2.5 Additional Licenses. Portions of the GameSnacks Service may be subject to notices and licenses from communities and third parties that govern the use of those portions, and any licenses or access granted hereunder do not alter any rights and obligations Company may have under such notices and licenses; provided, however, the disclaimers of warranty and limitation of liability provisions in this Agreement will apply to the GameSnacks Service.

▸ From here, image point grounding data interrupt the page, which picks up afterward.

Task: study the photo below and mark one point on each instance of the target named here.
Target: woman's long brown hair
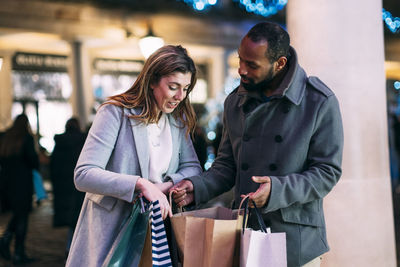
(165, 61)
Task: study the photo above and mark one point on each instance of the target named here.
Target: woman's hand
(164, 187)
(152, 193)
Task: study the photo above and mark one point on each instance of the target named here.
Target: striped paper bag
(156, 251)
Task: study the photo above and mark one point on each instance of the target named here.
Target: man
(282, 145)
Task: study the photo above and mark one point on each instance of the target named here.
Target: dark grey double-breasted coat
(296, 138)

2.6 Regulations and Third Party Authorization. As between the Parties, Company is responsible for acquiring any third party rights, authorizations, and licenses that may be required with respect to Partner Platforms (including without limitation licenses required to implement features in each Partner Platform) and will ensure their manufacture, use, distribution, and sale complies with applicable foreign, federal, state, and local laws, rules, and regulations.

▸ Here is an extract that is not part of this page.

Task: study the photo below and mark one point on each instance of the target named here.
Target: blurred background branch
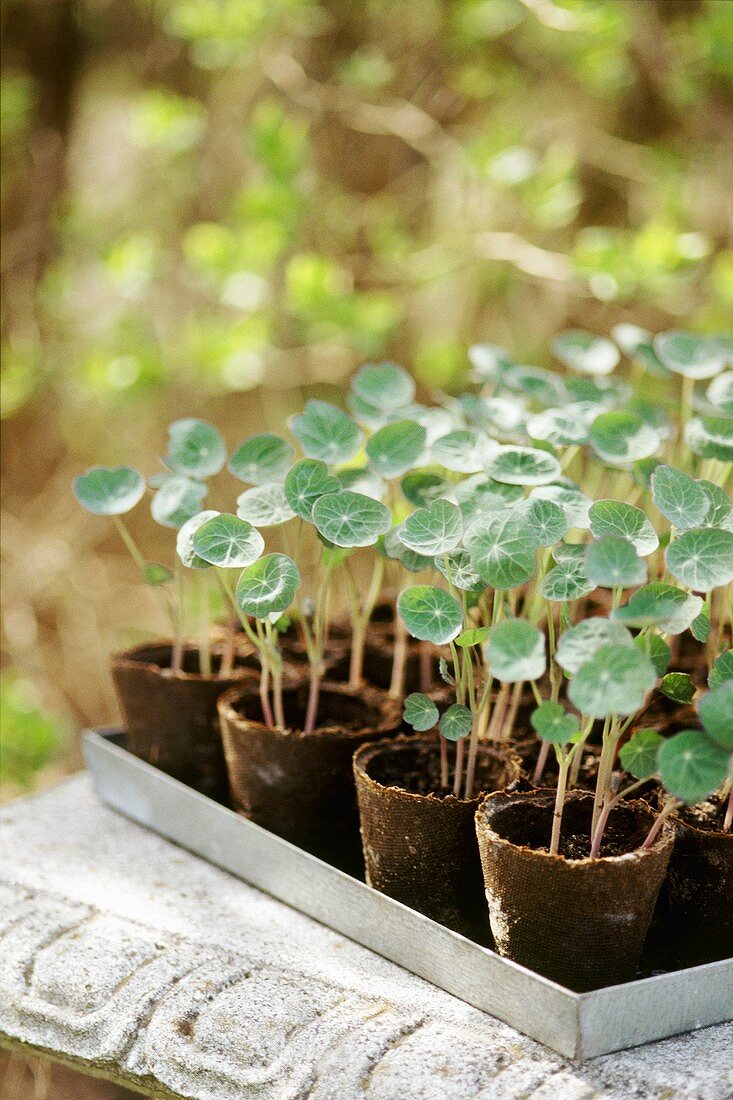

2.7 End User License. For clarity, nothing in the Agreement restricts End Users, which may access Games on Google propert(ies), the Partner Platforms, and/or third party propert(ies), from creating or developing video recordings of Game gameplay, including creating derivative works of such video recordings (such video recordings and derivatives of video content, the "End User Video Recording(s)"). In addition to all other uses contemplated by the Agreement, Google, its third party partners, and/or End Users may monetize and/or commercialize all End User Video Recordings, including, without limitation, by: (a) displaying advertising within End User Video Recordings, and (b) displaying advertising next to End User Video Recordings on app(s) or site(s) where the End User Video Recordings may be distributed.
3. GameSnacks Service.
3.1 Integration of Game Center Content. Company may, in its discretion, integrate the GameSnacks Service into the Partner Platform(s) by embedding the Game Center Content and/or applicable URL into the Partner Platform(s), as delivered by Google. Company will only access (or attempt to access) the Game Center Content for the purposes of this Agreement, including making the Game Center Content available to End Users. For clarity, Google has no obligation, but may, in its discretion, provide the Game Center Content to the Company under this Agreement.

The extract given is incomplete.